The simulation shows coroutines bouncing between running and waiting. But what makes the event loop fast? The answer is in the OS kernel.

I/O multiplexing

When the event loop checks “which I/O operations are ready?”, it asks the kernel. The mechanism has evolved over decades.

select() (1983). Give the kernel a list of file descriptors, it tells you which are ready. Problem: linear scan, capped at 1024 descriptors.

poll() (1986). Removes the 1024 limit, keeps the O(n) scan.

epoll (Linux, 2002) / kqueue (BSD/macOS, 2000). Register interest once, get notified only about ready descriptors. O(1) per ready event. This is what makes tens of thousands of connections practical.

asyncio picks the best mechanism per platform automatically. The loop’s inner cycle looks roughly like this:

while True:
    ready = epoll.poll(timeout=next_timer_deadline)
    for fd, event in ready:
        registered_callbacks[fd]()
    while ready_queue:
        ready_queue.popleft().send(None)  # resume coroutine

Every await on a network operation registers a file descriptor with epoll/kqueue and suspends the coroutine. When data arrives, the kernel marks it ready, the loop resumes the coroutine.

the C10K problem

In 1999, Dan Kegel asked: how do you handle 10,000 simultaneous connections on one server? The standard approach was one thread per connection. 10,000 threads meant MB-scale stack memory each and brutal context switching.

The answer: event-driven I/O. One thread with epoll/kqueue monitors all connections. nginx (2004), Node.js (2009), and Python’s asyncio (2014, PEP 3156) all took this path. Modern servers handle C100K or C1M using the same principles. io_uring on Linux pushes further by batching I/O submissions through shared ring buffers.

different languages, different bets

Node.js (libuv). JavaScript was single-threaded from birth. Node leaned in with libuv wrapping epoll/kqueue/IOCP. Everything is async by default. You can’t accidentally block with a standard library call because blocking APIs barely exist. The cost: callback hell (before async/await), CPU work needs worker_threads, one unhandled exception crashes the process.

Go (goroutines). Go hides the event loop entirely. You write synchronous-looking code and the runtime multiplexes goroutines onto OS threads. No async, no await, no colored functions. Goroutines are cheap (few KB of stack), so you spawn millions. The tradeoff: you don’t control scheduling, and debugging requires understanding the M:N scheduler.
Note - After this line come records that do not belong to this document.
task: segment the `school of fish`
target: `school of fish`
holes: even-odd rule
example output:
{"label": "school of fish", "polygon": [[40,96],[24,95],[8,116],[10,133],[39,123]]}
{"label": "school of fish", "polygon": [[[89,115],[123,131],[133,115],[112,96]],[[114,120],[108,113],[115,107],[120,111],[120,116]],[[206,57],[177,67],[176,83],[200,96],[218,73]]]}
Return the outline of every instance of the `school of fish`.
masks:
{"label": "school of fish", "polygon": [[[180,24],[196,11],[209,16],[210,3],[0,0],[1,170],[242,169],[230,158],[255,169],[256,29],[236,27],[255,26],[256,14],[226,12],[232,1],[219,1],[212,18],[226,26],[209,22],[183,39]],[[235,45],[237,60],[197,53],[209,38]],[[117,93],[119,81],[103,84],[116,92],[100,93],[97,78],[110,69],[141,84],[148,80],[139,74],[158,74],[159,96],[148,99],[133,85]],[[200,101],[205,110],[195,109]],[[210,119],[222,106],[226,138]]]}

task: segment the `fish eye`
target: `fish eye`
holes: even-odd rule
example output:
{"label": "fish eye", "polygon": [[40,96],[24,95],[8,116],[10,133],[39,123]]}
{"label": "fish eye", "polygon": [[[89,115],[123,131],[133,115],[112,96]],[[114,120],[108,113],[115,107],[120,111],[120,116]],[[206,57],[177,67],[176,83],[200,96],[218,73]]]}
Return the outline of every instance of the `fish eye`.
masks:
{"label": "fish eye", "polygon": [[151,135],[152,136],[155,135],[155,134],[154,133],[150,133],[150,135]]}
Python (threads + GIL, then asyncio). Python started with OS threads and the GIL. Threads work for I/O (GIL releases during system calls) but they’re heavy and the GIL prevents CPU parallelism. asyncio added an event loop in 3.4, but it’s opt-in. Python now has two concurrency worlds that don’t mix cleanly.

The tension is between explicitness and convenience. Python’s await makes suspension points visible. Go hides suspension, which is convenient but means any function call might yield. Node made everything a callback (then added async/await). Each model trades visibility for convenience in different places.